In the middle of an industrial estate in Zaandam, just north of Amsterdam, stands the newest prison in the Netherlands.
But the word "stands" is not quite right, because this prison is in fact moored on one of the country's many waterways.
And the inmates in this floating prison are not criminals but illegal immigrants, guilty of what the Dutch call an "administrative offence".
This is the answer to a problem the authorities faced in the late 1990s - how to separate illegal immigrants from ordinary criminals when you already have overcrowded prisons.
"It's easier to get a place on the water than to find land, plus it's easy to build," says Erik Nijman from the Dutch ministry of justice.
And he says a floating prison is also more flexible: "If we have a problem for example in Amsterdam, we can transport them over water."
'No easy option'
Built by the side of an old wood yard, the prison sits on two concrete platforms, each in turn moored to large steel pilings.

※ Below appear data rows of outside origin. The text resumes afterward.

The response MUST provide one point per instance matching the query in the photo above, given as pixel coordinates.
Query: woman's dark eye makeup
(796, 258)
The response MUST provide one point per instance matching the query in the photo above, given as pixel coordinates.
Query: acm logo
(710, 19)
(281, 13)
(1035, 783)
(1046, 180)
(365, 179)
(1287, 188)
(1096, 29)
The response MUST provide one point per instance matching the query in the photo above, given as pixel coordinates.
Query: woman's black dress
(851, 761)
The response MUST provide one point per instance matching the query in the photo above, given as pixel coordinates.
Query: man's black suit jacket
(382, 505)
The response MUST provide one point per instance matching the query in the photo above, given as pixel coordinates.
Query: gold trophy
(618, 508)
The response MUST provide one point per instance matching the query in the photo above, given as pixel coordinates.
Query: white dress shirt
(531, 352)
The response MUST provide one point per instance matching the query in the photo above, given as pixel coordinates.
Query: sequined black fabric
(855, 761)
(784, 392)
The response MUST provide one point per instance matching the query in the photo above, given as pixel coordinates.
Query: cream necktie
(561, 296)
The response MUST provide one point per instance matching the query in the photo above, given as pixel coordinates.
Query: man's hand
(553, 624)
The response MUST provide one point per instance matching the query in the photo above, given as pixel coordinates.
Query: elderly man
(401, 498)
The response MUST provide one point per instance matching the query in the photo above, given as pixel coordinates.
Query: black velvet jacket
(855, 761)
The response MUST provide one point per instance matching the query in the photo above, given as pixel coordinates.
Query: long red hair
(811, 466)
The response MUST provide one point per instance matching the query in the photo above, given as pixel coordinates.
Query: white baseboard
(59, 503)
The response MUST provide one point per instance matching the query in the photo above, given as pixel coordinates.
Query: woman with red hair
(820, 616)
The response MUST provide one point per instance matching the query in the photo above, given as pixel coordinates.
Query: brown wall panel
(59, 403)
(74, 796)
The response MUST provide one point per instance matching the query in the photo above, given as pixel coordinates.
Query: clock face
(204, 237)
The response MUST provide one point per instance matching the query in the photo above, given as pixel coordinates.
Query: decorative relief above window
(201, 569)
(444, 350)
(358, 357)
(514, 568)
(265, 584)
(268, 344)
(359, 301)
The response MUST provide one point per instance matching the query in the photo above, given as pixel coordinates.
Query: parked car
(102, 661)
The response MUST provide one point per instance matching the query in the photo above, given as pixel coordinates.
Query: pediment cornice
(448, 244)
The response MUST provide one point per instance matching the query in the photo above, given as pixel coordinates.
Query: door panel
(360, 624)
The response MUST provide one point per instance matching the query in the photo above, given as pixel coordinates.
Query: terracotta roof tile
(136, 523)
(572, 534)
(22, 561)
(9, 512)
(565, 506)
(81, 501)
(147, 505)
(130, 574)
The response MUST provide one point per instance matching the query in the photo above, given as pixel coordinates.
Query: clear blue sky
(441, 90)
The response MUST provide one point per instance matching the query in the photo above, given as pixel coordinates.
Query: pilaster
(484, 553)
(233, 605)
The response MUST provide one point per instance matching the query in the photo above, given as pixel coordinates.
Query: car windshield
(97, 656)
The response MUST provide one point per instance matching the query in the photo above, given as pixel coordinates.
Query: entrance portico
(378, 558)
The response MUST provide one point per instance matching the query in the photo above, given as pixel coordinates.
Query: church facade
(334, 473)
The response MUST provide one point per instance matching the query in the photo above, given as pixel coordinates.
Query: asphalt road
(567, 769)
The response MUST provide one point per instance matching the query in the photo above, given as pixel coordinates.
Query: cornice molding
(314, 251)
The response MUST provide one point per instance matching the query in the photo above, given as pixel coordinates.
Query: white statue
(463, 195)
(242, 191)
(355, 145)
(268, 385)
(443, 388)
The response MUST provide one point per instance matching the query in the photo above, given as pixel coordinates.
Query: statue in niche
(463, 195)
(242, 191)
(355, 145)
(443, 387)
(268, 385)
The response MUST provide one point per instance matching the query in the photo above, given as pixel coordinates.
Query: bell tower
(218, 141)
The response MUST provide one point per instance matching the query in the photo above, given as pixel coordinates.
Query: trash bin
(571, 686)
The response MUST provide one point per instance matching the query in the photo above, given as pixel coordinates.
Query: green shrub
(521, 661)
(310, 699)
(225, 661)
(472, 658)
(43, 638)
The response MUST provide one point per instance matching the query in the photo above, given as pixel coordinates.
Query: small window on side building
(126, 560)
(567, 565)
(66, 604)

On dry land next door are two white domes specially designed by a Dutch artist. Made of a lattice-work of metal, this is where the inmates play sports like football or basketball.
To enter the prison, you walk across a small bridge. Inside the corridors of cells are bright and clean. There are communal areas with table football, table-tennis and payphones.
The cells themselves hold two people, with bunk beds, a desk, fridge, TV, even a coffee machine. An en-suite bathroom is fitted with a toilet and shower.
When the prison is full it will house 576 illegal immigrants.
But despite state-of-the-art facilities, this is no easy option.
Cells are locked for 15 hours a day, from 1700 to 0800. Inmates can stay for six months or longer, as the authorities try to identify them and persuade them to go home voluntarily.